Currie, who has $128,398 in campaign funds has been touting his experience. K. Alexander Wallace, who is running on a slate with Currie, and who has served as both a legislative and constituent aide to Currie, says that Currie’s experience and achievements speak for themselves.
“His experience is definitely his greatest strength,” Wallace said. “He’s given years of his life not only to legislating, but to being a liaison between the community in the state. He’s been in the House, been in the Senate, and worked closely with people who are running for higher office. When you have experience, you have a relationship with people in the Senate and the House, and when you are trying to get something passed, you need those relationships with people on both sides of the aisle.”
Currie enjoys the strong support of both Senate President Mike Miller and of Lt. Gov. Anthony Brown, who once represented the district and chaired Currie’s campaign committee in the mid-1990s.
“The difficulty has been getting finances actually,” Griffith said. “I’m running against a candidate who’s being supported by the president of the Senate, and people don’t want to jeopardize their relationship there.”
Currie has endorsements, Griffith fresh perspective
Currie’s record has earned him a strong support in this race, including heavy union backing. He has received endorsements from CASA, Maryland AFL-CIO, Service Employees International Union, and the Maryland State Education Association.
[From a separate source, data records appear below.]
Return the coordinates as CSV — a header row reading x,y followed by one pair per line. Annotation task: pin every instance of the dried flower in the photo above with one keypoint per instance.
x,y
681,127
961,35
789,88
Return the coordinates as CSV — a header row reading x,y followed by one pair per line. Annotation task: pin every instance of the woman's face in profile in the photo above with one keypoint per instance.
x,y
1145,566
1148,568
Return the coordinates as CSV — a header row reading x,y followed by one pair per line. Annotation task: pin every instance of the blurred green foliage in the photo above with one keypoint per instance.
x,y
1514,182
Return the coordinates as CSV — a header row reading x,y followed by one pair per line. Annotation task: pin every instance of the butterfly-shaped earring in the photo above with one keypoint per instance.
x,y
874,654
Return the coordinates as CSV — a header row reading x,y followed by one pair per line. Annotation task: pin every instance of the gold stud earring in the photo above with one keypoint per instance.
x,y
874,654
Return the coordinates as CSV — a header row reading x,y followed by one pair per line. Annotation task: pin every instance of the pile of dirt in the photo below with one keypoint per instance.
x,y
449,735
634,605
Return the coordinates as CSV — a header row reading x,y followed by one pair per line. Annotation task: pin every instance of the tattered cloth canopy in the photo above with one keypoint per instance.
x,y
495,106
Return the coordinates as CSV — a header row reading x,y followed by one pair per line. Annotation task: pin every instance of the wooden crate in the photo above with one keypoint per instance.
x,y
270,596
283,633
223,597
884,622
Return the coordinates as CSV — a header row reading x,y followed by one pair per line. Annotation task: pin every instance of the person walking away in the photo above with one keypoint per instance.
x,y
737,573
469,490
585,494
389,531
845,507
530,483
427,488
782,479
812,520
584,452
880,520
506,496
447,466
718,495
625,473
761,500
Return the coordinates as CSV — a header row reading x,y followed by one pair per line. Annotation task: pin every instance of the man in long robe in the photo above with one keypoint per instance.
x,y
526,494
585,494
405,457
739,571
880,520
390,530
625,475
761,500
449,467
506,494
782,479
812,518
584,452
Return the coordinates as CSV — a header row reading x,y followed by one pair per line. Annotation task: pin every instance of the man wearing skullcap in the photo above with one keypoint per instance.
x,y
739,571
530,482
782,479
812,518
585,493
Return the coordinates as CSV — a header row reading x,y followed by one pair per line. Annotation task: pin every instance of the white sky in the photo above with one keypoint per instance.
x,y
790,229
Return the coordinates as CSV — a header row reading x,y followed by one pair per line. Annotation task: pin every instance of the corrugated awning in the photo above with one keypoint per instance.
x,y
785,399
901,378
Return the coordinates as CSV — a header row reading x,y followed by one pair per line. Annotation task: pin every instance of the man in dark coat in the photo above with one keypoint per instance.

“Senator Currie has consistently supported public employees,” said Sue Esty, AFSCME Maryland’s legislative and political director.
Griffith, who has raised $48,387 in campaign funds, has been stressing her own legislative experience, but also her energy, enthusiasm, and the fresh perspective she can bring to the Senate. Terri Reaves, who is running for Democratic Central Committee for District 25, said it is this enthusiasm and passion that led her to support Griffith.
“I’ve interfaced with [Currie] and think he is a very nice person,” Reaves said. “But I think at this point and time Melony would be a better choice for the position. I always believe there’s time for new blood, and that’s what I see in this campaign, that Melony is the new blood coming in.”